Bergoglio è più un uomo d'azione che un intellettuale, è una persona con una marcata percezione politica e una profonda sensibilità sociale. Unisce al tempo stesso l'ortodossia dottrinaria e morale con una vera dedizione per i più sofferenti. L'estrema semplicità dei suoi costumi è nota. A Buenos Aires era normale vederlo per strada, in viaggio nella metro o sull'autobus, mentre accompagnava i suoi sacerdoti nei vari quartieri della città e, preferibilmente, nei bassifondi.

Non è facile sapere cosa pensa questo intelligente gesuita (è stato superiore in Argentina della Compagnia di Gesù), amante del silenzio e parco nelle sue espressioni, amato dalla gente e temuto dai potenti con cui si è confrontato. Conosceremo il suo "programma di governo" facendo attenzione ai suoi gesti, ai suoi tempi, alle sue decisioni. Non è un uomo di palazzo, questo tecnico chimico del quartiere Flores, però conosce le strategie più sottili dei circoli decisionali e i giochi politici.

Papa Francesco proviene da una famiglia di lavoratori e si è sempre occupato del suo clero con un profondo senso paterno. In gioventù era un lettore appassionato, soprattutto di autori latino-americani, poi il difficile compito pastorale ha assorbito tutto il suo tempo, portandolo ad una donazione di sé senza riserve.

Guidare la Chiesa sarà certamente un compito importantissimo e complesso. Avrà bisogno di un gruppo di lavoro che sarà determinante nel momento di dare indicazioni ed esigere disciplina. Prima o poi, del resto, dovrà provvedere ad un serio rinnovamento della curia.

Allo stesso tempo, dovrà conoscere le differenti realtà in cui la Chiesa agisce nel mondo: culture, continenti, scenari politici molto vari e complessi. Sarà fondamentale l'elezione del nuovo segretario di Stato e, con il passar del tempo, dei nuovi vescovi in tutto il mondo (tra gli altri, anche del suo successore a Buenos Aires).

Papa Francesco saprà affrontare la sfida delle nuove generazioni, i problemi teologici e di dottrina morale, l'apatia dell'Occidente di fronte ad una Chiesa che si presenta antica e, di conseguenza, poco attraente? Potrà portare il suo messaggio di pace e di giustizia sociale fino agli ultimi confini del mondo? Seguirà le indicazioni del Concilio Vaticano II e preferirà la collegialità nel governo della Chiesa?

Si tratta di domande tanto profonde quanto decisive. Probabilmente, fedele al suo stile, il pontefice farà le sue scelte politiche senza troppo rumore, agendo con i fatti, esigendo coerenza e disciplina. La soluzione forse sarà quella di trovare nuove forme di governo nella Chiesa che permettano azioni coordinate e congiunte e chiaramente decentralizzate.

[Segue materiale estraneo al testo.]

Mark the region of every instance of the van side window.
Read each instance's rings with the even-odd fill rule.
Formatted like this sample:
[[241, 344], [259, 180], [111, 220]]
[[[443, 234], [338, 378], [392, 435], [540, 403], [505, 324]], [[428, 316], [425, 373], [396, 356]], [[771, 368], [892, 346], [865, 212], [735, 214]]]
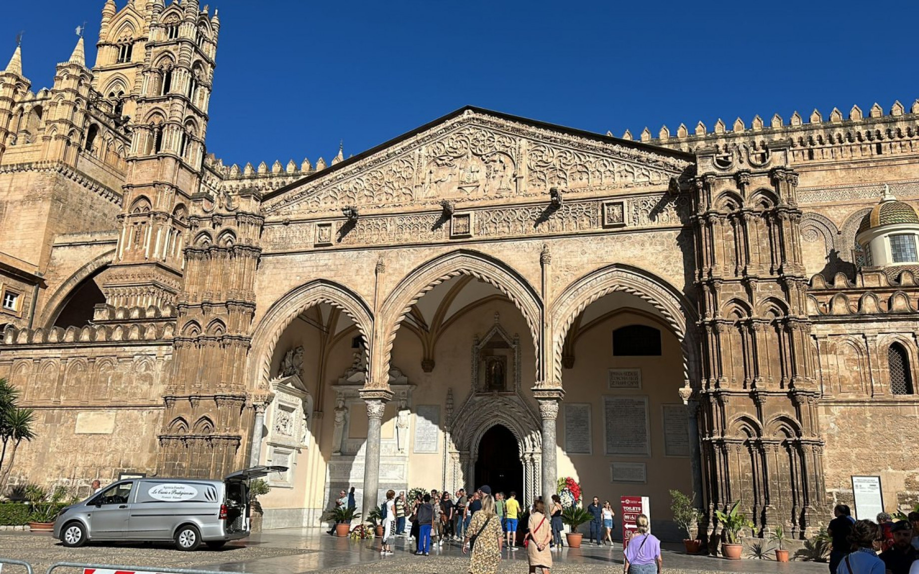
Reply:
[[121, 482], [116, 484], [115, 486], [106, 489], [99, 493], [98, 498], [96, 499], [96, 504], [127, 504], [128, 497], [130, 495], [130, 489], [134, 486], [133, 482]]

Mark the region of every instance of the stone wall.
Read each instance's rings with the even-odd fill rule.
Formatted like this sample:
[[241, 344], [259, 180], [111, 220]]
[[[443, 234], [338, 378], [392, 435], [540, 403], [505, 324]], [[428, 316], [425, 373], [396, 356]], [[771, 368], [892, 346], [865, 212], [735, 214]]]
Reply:
[[156, 471], [156, 435], [172, 341], [163, 325], [17, 331], [0, 345], [0, 377], [36, 413], [38, 436], [11, 483], [79, 486]]

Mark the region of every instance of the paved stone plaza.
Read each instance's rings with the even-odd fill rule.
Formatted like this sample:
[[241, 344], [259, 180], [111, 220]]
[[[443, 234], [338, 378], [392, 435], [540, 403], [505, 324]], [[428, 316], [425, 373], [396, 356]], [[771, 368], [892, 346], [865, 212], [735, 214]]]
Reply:
[[[452, 574], [466, 572], [468, 557], [463, 557], [456, 544], [445, 545], [428, 557], [411, 556], [408, 542], [396, 542], [396, 554], [381, 557], [380, 541], [362, 542], [312, 534], [314, 531], [300, 529], [275, 530], [251, 538], [231, 543], [221, 550], [202, 548], [186, 553], [169, 546], [157, 545], [90, 545], [82, 548], [65, 548], [47, 535], [28, 533], [0, 534], [0, 557], [27, 560], [36, 572], [43, 572], [59, 561], [87, 562], [122, 566], [156, 568], [196, 568], [250, 572], [254, 574], [297, 574], [298, 572], [332, 572], [346, 574], [367, 572], [372, 566], [375, 574], [402, 574], [404, 572]], [[778, 564], [771, 560], [742, 560], [732, 562], [709, 557], [688, 557], [675, 551], [676, 546], [664, 545], [664, 572], [751, 572], [782, 574], [823, 573], [825, 564], [793, 562]], [[569, 574], [577, 572], [616, 573], [622, 571], [622, 552], [615, 548], [584, 546], [566, 548], [556, 555], [553, 572]], [[527, 554], [505, 551], [505, 560], [500, 572], [526, 572]], [[14, 567], [4, 568], [4, 574], [20, 570]], [[74, 570], [70, 570], [73, 572]], [[60, 570], [67, 574], [68, 570]]]

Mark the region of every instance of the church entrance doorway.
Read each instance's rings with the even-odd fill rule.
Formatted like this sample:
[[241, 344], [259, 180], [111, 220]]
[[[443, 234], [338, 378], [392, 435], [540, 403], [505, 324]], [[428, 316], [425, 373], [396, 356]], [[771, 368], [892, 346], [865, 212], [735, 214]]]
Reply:
[[473, 488], [487, 484], [492, 493], [510, 491], [523, 495], [523, 463], [520, 462], [520, 446], [516, 437], [506, 426], [495, 425], [488, 429], [479, 442], [479, 457], [475, 462]]

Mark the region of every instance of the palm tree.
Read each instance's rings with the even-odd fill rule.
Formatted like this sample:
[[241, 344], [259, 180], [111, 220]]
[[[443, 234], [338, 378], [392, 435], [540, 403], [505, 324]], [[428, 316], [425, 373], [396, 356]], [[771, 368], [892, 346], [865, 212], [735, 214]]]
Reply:
[[16, 410], [16, 402], [19, 398], [19, 390], [9, 384], [6, 379], [0, 379], [0, 441], [3, 447], [0, 448], [0, 469], [3, 468], [4, 458], [6, 457], [6, 444], [9, 442], [6, 427], [8, 419]]
[[3, 470], [0, 478], [0, 492], [6, 490], [6, 482], [9, 480], [9, 473], [13, 469], [13, 461], [16, 459], [16, 451], [19, 448], [22, 441], [31, 441], [36, 434], [33, 430], [35, 425], [35, 411], [32, 409], [15, 408], [5, 417], [4, 425], [0, 428], [2, 433], [3, 448], [6, 453], [6, 445], [12, 443], [12, 449], [9, 453], [9, 462]]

Il collegio dei cardinali ha giocato una carta sorprendente. Evidentemente avrà trovato in Jorge Mario Bergoglio una risposta dello Spirito all'attuale momento della Chiesa. C'era bisogno di un sacerdote pastore, vicino alla gente, al di fuori delle logiche della curia romana, amico di Benedetto XVI, insomma qualcuno che potesse rappresentare, allo stesso tempo, continuità e cambiamento, in linea con Joseph Ratzinger.

Inoltre, la rinuncia di Benedetto XVI permette di pensare senza ansia che potrà essere possibile avere pontificati più brevi anche in futuro. In questo caso, non sarebbe troppo azzardato pensare che Francesco possa affrontare la sua missione e, in capo a qualche anno, compiuto il compito che si è preposto, decidere di seguire i passi del papa tedesco.